Inflation crunch to intensify as wave of firms hike prices to survive cost assault
A cost assault is forcing businesses to hike prices to protect margins in a sign the UK cost of living crisis is set to get worse before it gets better, reveals a new study published today.
Around three in four firms are raising prices to weather soaring energy and staffing costs in what is being dubbed a “cost of doing crisis” by the British Chambers of Commerce (BCC), a business group that compiled the figures.
The BCC found that 73 per cent of companies are hiking prices, indicating experts’ bets on inflation reaching its highest level in recent history this spring seem a certainty.
The Bank of England expects the cost of living to top seven per cent this April, led higher by the 54 per cent energy bill price cap uplift taking effect that month.
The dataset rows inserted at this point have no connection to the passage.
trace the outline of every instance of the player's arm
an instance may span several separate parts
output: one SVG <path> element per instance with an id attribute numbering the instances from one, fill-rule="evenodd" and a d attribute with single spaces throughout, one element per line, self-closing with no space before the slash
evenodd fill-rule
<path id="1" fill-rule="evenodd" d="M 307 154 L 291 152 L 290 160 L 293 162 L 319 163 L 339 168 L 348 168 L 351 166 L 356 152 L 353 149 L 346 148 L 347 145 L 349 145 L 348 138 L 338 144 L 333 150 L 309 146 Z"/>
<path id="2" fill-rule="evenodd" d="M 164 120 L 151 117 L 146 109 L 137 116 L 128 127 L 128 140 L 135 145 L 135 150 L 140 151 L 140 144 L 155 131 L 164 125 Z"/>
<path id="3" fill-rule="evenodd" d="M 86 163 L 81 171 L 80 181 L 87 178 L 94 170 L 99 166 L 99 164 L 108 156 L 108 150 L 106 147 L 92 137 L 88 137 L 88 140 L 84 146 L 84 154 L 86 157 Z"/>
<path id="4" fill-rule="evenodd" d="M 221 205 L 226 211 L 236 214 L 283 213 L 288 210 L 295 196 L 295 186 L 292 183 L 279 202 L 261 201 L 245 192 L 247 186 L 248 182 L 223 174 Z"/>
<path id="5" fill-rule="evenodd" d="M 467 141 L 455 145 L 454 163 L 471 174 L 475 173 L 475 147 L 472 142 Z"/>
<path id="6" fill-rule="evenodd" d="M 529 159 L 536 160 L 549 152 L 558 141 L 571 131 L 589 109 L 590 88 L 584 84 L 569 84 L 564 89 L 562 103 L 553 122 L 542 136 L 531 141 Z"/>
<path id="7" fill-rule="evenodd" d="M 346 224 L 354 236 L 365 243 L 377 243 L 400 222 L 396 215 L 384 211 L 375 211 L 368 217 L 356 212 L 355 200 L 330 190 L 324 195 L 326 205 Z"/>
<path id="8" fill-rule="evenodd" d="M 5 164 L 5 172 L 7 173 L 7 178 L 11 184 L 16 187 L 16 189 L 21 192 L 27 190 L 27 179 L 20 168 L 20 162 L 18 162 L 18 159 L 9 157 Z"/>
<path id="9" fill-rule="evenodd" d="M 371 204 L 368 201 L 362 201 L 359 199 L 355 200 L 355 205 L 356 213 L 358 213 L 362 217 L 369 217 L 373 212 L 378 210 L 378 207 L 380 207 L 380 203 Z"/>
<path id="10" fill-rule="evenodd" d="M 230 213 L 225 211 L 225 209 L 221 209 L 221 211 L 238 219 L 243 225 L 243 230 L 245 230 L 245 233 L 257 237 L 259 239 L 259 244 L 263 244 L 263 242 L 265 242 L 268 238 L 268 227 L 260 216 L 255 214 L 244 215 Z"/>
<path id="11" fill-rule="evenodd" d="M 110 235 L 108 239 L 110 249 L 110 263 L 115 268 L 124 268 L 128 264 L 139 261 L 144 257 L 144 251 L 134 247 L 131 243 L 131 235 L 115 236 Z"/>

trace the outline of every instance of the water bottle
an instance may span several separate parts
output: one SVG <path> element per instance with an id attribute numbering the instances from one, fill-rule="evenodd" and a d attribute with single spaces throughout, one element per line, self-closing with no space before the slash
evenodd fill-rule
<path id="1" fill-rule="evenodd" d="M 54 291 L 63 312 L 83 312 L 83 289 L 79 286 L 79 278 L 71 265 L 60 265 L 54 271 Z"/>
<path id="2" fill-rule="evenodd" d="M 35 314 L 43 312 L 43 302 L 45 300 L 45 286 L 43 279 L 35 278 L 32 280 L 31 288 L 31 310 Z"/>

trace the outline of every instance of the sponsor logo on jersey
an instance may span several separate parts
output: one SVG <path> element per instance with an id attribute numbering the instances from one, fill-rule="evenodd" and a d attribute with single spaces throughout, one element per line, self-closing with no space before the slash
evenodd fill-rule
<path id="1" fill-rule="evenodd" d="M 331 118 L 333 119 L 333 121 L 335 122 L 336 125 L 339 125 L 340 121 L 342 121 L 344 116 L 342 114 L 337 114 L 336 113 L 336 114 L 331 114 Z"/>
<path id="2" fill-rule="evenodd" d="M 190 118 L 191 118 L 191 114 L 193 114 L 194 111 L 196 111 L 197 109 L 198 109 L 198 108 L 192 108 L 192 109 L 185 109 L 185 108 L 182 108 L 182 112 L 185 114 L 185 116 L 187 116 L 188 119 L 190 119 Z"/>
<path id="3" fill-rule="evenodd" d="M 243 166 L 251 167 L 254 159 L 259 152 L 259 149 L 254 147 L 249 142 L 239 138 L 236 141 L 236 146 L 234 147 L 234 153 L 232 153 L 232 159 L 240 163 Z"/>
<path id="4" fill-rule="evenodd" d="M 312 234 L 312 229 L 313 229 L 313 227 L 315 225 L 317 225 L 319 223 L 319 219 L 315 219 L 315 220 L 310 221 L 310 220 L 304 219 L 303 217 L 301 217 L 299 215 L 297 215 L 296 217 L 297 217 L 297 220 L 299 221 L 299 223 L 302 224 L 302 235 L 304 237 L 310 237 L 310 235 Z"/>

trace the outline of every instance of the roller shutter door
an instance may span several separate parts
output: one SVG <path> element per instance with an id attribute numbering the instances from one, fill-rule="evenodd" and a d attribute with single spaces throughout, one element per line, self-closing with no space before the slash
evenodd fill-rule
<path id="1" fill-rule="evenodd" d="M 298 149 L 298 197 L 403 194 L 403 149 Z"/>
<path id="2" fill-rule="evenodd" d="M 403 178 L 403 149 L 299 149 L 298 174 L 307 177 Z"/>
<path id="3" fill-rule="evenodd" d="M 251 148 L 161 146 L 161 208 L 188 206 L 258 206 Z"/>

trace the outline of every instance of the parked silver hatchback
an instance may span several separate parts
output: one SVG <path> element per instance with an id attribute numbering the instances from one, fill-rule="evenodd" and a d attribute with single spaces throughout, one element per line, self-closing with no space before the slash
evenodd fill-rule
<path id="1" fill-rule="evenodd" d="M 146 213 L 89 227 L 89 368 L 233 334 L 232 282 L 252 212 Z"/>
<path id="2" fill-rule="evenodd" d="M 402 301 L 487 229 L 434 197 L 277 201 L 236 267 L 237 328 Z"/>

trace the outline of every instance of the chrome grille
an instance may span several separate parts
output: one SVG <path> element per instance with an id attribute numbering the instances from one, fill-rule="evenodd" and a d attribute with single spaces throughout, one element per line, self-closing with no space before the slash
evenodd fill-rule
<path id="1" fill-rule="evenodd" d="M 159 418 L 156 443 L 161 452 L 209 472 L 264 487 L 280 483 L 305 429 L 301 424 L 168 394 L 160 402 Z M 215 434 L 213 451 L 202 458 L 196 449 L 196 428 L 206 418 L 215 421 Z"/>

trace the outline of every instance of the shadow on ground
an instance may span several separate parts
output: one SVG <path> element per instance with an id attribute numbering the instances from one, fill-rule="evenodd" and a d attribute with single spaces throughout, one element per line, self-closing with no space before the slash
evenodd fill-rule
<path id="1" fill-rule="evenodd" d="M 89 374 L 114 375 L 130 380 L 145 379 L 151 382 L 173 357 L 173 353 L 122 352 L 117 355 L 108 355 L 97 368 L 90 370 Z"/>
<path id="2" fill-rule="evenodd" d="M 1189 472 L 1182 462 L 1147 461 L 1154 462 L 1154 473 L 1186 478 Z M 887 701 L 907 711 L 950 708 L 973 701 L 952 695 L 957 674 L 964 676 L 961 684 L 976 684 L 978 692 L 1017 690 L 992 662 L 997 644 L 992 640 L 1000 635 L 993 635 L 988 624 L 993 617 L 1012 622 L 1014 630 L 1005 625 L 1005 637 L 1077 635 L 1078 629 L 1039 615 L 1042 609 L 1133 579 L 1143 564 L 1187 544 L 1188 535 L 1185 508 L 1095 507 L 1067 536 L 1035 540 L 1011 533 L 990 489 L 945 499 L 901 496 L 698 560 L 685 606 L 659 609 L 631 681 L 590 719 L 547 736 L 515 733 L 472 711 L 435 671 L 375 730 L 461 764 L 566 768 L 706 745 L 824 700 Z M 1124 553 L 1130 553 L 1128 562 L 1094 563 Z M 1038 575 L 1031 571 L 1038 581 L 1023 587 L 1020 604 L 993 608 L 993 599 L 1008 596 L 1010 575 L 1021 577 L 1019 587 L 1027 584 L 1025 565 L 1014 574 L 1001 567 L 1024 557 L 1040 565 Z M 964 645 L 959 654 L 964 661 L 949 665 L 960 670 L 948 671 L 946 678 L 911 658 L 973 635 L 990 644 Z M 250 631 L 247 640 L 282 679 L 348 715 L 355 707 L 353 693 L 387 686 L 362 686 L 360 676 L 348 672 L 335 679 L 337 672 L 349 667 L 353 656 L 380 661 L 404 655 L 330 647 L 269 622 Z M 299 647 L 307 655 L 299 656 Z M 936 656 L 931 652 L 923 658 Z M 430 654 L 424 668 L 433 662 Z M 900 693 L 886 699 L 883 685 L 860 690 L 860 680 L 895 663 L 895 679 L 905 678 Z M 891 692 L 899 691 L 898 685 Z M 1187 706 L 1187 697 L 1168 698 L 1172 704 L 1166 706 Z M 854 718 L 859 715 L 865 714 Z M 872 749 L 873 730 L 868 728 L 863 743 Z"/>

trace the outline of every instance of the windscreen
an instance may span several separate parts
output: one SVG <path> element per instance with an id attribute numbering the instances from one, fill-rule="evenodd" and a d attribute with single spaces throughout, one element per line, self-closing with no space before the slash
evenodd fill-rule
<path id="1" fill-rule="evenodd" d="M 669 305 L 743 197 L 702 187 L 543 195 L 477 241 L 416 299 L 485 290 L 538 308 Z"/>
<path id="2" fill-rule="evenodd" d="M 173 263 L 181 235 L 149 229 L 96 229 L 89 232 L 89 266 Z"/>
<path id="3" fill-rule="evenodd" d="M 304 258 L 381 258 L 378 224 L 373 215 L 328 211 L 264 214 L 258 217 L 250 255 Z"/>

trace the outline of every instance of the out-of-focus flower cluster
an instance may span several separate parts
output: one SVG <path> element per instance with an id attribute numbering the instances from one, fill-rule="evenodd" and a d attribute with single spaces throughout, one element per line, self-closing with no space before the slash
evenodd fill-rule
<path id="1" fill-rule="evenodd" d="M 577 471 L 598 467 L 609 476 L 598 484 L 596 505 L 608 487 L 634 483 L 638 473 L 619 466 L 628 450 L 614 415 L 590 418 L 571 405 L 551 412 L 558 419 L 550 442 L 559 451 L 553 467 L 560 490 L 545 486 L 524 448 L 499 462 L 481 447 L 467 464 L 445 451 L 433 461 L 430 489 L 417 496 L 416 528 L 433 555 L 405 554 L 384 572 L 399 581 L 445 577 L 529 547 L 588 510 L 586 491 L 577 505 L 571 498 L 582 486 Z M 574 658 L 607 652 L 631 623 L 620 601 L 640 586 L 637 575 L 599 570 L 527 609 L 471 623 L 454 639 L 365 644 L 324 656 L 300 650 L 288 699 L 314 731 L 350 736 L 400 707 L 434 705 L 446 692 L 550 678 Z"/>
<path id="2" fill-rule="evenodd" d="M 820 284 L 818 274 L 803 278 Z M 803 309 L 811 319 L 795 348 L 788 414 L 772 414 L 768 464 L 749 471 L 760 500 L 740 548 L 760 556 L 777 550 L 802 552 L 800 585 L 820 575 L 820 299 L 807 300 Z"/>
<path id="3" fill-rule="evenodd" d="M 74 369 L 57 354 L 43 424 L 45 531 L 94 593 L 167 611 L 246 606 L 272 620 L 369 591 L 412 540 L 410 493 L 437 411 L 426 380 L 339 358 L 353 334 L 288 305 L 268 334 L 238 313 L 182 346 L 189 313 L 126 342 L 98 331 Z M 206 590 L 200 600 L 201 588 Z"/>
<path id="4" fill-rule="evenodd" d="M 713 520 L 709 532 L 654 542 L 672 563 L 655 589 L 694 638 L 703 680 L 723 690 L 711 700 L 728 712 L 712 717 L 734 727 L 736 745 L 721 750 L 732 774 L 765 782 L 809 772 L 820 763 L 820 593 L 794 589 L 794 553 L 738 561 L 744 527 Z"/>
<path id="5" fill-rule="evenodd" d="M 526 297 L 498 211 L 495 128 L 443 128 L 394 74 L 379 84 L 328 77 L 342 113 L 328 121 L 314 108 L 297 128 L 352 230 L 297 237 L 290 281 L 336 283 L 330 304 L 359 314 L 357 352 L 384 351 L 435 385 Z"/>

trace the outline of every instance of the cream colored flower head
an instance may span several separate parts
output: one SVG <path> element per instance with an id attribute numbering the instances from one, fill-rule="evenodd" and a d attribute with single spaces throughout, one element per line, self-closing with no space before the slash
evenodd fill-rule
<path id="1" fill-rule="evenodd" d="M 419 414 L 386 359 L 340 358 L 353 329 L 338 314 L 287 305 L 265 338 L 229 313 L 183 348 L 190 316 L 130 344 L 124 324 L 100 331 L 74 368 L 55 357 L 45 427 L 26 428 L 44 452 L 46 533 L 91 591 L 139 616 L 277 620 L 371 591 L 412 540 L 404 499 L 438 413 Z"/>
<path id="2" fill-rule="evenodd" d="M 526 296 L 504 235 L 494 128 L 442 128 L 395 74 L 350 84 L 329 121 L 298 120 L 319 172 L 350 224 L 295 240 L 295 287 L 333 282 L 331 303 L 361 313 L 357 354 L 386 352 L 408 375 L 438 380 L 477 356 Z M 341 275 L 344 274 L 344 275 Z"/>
A combination of the energy price cap rise, red hot price rises and a 1.25 percentage point national insurance will erode Brits’ living at the fastest rate since comparable records began in 1990, according to the Bank’s latest forecasts.
A sharp erosion of spending power has ignited a flurry of economists to downgrade their forecasts for UK economic growth year due to an expected pull back in consumer spending.
“The surging cost pressures produced by the cost-of-doing-business crisis will continue to lead to increased prices and fuel the cost-of-living crisis currently being faced by people across the country,” Shevaun Haviland, director general of the BCC warned.
The BCC’s research illustrates the “extreme pressure” businesses are under “from spiralling gas and electricity bills as well as increased wages,” Haviland added.